This repo generates user queries and evluates LLM agent. There are three parts: data generation, execution and evaluation

Data

Our Amazon-Bench has 400 user queries in Data/instructions_all.json.

Offline data (user queries, HTMLs, AXTree, Screenshots) is in Data/record.

Setup

First run the following:

conda create -n amazon_bench python=3.12.10
conda activate amazon_bench
pip install -r requirements.txt

We did some changes in browsergym (set auto-login, change the report_infeasible action to stop and enable the browsergym to be paralleled).

Please do the following:

  1. auto-login: please enter your amazon account email in browsergym_custom/core/task.py

  2. Then, replace the folder of your installed browsergym/core with our browsergym_custom/core

Data Generation

Run the following code to generate user queries with our functionality-grounded user query generation pipeline.

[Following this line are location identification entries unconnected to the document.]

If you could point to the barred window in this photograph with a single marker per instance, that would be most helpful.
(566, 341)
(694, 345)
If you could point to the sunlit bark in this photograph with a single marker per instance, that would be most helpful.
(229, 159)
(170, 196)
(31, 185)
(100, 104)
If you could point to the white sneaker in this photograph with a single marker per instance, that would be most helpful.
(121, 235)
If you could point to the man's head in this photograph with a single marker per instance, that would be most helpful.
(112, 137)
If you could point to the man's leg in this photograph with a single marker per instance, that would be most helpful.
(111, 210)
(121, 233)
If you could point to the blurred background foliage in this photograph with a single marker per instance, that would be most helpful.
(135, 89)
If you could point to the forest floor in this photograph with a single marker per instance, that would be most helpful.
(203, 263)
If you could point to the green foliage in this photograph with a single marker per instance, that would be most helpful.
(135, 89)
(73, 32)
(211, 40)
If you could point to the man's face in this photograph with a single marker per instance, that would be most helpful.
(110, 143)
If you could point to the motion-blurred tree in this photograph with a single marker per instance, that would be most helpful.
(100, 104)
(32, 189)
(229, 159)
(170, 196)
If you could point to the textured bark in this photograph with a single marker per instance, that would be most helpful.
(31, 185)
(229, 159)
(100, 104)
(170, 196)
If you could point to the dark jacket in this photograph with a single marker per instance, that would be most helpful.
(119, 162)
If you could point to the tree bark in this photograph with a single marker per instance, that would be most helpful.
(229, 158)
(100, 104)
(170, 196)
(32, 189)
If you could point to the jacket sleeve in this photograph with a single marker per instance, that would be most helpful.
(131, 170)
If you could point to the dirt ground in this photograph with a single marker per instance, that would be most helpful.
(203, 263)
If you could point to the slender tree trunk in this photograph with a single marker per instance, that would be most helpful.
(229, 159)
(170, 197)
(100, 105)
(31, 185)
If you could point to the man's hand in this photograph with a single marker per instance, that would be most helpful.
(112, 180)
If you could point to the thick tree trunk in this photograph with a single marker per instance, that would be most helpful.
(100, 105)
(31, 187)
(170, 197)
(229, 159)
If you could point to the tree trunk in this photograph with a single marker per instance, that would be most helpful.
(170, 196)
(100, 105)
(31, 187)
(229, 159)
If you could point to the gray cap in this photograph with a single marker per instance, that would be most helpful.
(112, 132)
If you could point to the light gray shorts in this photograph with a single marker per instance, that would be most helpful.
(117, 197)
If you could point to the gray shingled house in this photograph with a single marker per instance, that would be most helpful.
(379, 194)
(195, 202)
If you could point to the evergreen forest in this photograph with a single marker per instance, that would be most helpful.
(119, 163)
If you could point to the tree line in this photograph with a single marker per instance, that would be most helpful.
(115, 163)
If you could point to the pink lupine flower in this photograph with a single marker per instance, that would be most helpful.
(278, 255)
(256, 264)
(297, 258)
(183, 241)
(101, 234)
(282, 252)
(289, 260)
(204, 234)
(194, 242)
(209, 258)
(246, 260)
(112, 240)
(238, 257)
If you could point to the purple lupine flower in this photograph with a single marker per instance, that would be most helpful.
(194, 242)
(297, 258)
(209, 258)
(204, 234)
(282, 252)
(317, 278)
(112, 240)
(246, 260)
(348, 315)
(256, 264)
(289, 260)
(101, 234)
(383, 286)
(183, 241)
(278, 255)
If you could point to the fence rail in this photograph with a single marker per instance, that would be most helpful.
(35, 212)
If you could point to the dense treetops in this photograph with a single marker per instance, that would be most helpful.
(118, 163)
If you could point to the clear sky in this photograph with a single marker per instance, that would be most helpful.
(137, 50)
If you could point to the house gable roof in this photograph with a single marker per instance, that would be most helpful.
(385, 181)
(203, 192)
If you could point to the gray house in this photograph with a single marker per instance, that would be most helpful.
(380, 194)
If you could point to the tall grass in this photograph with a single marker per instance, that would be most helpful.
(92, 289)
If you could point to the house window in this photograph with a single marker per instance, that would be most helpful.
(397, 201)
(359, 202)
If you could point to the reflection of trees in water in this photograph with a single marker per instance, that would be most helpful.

export OPENAI_API_KEY="Your Key"
python data_generation/instruction_generation.py \
    --url_pool data_generation/webpage_Explore/amazon_visited_checkpoint.json \
    --email "your_amazon_email@example.com" \
    --password "your_amazon_password" \
    --output_path data_generation/data/initial_instructions.json

Arguments

  • --url_pool (optional, str)
    Path to the JSON file containing raw visited Amazon URLs.
    Default: data_generation/webpage_Explore/amazon_visited_checkpoint.json

  • --email (required, str)
    Amazon account email. This is passed to auto_login_script.py for authentication.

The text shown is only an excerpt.